Some authors recommend the application of ice packs after an injection to reduce the possibility of swelling7,12, and/or use of an anti-bruising cream7, or to keep the hands in rest position for 2 hours and apply topical antibiotics daily for approximately 5 days5.

(A) Before and (B) after augmentation in distal single injection point with a blunt cannula

Figure 8: (A) Before and (B) after augmentation in distal single injection point with a blunt cannula

After hand augmentation procedures patients may return to normal activities of daily living as soon as they feel comfortable. In some cases there may be mild swelling and bruising over 1–2 weeks, especially when using a sharp needle or when injecting large amounts of filling material11. If necessary, an additional touch-up treatment is recommended after 4–6 weeks. Fat transfers often require multiple treatments, as they are of an uncertain duration11. Patients should be advised to avoid visiting a sauna, excessive sun exposure, heavy manual work, and other cosmetic procedures for around 2 weeks after hand augmentation. They should also be reminded to consult the treating physician immediately if they experience any problems, including swelling, pain, dysfuncion, or dysaesthesia.

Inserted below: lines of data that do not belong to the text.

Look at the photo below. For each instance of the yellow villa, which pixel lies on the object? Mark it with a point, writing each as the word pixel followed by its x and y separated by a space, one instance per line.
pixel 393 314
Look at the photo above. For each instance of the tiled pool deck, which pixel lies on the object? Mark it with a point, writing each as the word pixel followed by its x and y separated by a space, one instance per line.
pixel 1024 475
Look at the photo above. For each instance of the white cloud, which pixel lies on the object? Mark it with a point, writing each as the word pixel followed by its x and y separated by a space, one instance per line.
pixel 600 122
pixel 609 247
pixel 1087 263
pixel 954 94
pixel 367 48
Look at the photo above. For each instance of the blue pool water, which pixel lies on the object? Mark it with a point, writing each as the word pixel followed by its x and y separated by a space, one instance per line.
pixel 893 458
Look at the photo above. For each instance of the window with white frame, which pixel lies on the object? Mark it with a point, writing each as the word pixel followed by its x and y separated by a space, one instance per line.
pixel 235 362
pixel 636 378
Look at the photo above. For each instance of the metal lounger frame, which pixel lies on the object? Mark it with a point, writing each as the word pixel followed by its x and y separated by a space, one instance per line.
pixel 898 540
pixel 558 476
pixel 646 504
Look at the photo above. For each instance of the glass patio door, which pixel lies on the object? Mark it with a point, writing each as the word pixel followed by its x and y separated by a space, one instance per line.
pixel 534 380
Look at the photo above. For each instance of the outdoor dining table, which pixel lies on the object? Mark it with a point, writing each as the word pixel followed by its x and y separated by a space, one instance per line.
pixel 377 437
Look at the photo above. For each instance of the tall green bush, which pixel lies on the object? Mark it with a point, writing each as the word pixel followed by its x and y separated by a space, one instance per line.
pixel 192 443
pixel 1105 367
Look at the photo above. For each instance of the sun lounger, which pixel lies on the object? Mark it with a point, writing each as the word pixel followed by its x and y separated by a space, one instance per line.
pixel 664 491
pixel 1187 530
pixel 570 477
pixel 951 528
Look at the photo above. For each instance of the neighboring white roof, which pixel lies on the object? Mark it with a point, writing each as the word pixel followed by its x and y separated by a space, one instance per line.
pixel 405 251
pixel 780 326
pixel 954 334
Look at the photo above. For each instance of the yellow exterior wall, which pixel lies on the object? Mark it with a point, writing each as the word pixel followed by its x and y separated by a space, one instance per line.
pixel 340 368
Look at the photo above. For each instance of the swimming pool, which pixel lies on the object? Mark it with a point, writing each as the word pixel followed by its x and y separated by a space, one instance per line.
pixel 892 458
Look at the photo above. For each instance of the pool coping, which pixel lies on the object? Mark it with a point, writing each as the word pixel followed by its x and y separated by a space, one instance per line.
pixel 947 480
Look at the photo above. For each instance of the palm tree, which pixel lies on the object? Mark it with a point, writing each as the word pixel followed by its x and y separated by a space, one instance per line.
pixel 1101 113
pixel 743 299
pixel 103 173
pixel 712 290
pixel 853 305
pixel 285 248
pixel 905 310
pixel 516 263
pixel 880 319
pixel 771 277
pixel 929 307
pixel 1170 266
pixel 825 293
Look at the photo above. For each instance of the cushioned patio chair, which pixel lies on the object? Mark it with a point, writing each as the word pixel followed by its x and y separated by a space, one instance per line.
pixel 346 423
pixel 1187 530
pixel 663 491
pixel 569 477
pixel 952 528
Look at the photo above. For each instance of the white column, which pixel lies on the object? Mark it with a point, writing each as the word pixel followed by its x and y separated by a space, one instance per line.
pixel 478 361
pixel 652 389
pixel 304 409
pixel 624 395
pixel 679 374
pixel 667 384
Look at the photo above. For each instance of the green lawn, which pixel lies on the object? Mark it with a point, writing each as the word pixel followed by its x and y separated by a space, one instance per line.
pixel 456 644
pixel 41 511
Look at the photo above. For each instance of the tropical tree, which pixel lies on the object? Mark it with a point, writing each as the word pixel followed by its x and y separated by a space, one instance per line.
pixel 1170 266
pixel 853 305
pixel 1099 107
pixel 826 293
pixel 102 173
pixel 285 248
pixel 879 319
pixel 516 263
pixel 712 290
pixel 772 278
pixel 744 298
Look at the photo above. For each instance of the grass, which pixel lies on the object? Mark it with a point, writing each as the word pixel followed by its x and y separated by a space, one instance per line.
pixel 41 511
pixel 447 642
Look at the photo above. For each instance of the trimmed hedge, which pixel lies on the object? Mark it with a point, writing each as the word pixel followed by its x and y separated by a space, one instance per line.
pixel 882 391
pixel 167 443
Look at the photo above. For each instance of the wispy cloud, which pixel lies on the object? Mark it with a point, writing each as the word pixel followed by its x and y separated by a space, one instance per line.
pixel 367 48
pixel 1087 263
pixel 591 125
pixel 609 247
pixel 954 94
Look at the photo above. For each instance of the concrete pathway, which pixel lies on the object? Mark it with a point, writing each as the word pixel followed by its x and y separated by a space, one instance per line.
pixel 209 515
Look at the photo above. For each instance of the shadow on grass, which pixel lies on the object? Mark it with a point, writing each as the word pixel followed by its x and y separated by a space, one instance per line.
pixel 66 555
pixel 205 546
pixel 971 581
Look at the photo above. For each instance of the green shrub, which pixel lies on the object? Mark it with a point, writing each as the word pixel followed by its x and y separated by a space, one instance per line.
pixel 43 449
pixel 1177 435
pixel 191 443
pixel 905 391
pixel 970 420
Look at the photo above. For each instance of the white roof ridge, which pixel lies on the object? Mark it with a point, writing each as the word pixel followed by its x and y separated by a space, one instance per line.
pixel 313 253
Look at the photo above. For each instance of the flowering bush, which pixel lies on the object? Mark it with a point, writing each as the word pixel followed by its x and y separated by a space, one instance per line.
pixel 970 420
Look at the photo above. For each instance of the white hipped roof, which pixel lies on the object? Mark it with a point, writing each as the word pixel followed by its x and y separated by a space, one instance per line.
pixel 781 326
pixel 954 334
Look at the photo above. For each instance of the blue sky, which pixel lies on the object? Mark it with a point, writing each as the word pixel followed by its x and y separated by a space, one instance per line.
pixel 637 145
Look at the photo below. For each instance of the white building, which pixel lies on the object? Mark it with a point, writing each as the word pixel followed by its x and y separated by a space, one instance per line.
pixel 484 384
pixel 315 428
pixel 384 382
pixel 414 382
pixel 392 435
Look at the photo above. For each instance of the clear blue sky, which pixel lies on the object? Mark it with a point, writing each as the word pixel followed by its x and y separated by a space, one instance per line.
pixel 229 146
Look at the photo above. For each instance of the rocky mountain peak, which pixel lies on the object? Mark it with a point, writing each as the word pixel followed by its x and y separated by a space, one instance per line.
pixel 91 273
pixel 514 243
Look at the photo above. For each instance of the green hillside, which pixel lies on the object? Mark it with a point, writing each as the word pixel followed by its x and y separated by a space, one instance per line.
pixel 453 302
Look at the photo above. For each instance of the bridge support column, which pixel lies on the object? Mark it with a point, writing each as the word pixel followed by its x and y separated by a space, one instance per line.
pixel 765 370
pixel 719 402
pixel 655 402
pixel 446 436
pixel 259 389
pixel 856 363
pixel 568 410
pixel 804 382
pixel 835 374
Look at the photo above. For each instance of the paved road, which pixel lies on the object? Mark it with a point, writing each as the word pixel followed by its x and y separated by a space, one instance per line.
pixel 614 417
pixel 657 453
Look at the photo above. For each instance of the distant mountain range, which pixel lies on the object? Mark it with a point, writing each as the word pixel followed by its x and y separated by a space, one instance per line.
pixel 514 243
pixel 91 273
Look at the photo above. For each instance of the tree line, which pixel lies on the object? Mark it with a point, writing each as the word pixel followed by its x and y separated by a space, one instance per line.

(A) Multiple puncture points after native hyaluronic acid injection; (B) intradermal three-point injection with Restylane Vital Pen (Q-Med, Sweden); (C) shining trough of the needle during the intradermal injection

Figure 9: (A) Multiple puncture points after native hyaluronic acid injection; (B) intradermal three-point injection with Restylane Vital Pen (Q-Med, Sweden); (C) shining trough of the needle during the intradermal injection

Conclusions

Rejuvenation of the ageing hands is experiencing a growing popularity owing to the recognition that the hands are the ‘new’ face. One of the most popular methods is volumisation with filling materials, which addresses the volume and contour loss, ‘bony’ appearance, prominence of the veins and tendons, and the loss of skin elasticity and thickness. Yet, there are only a few controlled studies regarding the anatomy and the use of different filling materials in the ageing hands. Fortunately, as our interest in rejuvenation of the hands is increasing, so too does our knowledge.

As the primary concern should always be the correct functioning of the hands, followed by their aesthetic appearance, it is essential to avoid any kind of complications owing to cosmetic treatments that may interfere with their function. Therefore, it is essential that a practitioner should have an exact knowledge on the anatomy, characteristics of the range of products, advantages, disadvantages, and risks of different injection techniques, as well as the correct treatment in case of complications.

The author’s preferred technique for hand volumisation is the single proximal insertion point (SPIP) technique with a 25 G or 23 G 2-inch (50 mm) blunt cannula (Figure 5). From the single insertion located at the most proximal atrophic point at the dorsum of the hand, all atrophic areas can be reached. This technique is less traumatic and less painful for the patient than other techniques that use multiple insertion points. Also, the risk of injuring the vessel and causing haematoma is lower when performing the single insertion point than with multiple insertion points. Furthermore, from this point it is easier to introduce the blunt cannula than from a distal position, as well as to place the material in the correct layer (immediately below the dermis). As the filler is already distributed during the injection, no massage after the treatment is necessary. The author’s preferred material for hand augmentation is CaHA (Radiesse®; Merz Aesthetics, Frankfurt, Germany) because of its good volumising properties as well as induction of a new collagen deposition. The author recommends diluting a 1.5 ml syringe with 0.5 ml 2% lidocaine with adrenaline, and then injecting half of the material in each hand. In cases with more severe atrophy a second injection session after 6–8 weeks is recommended.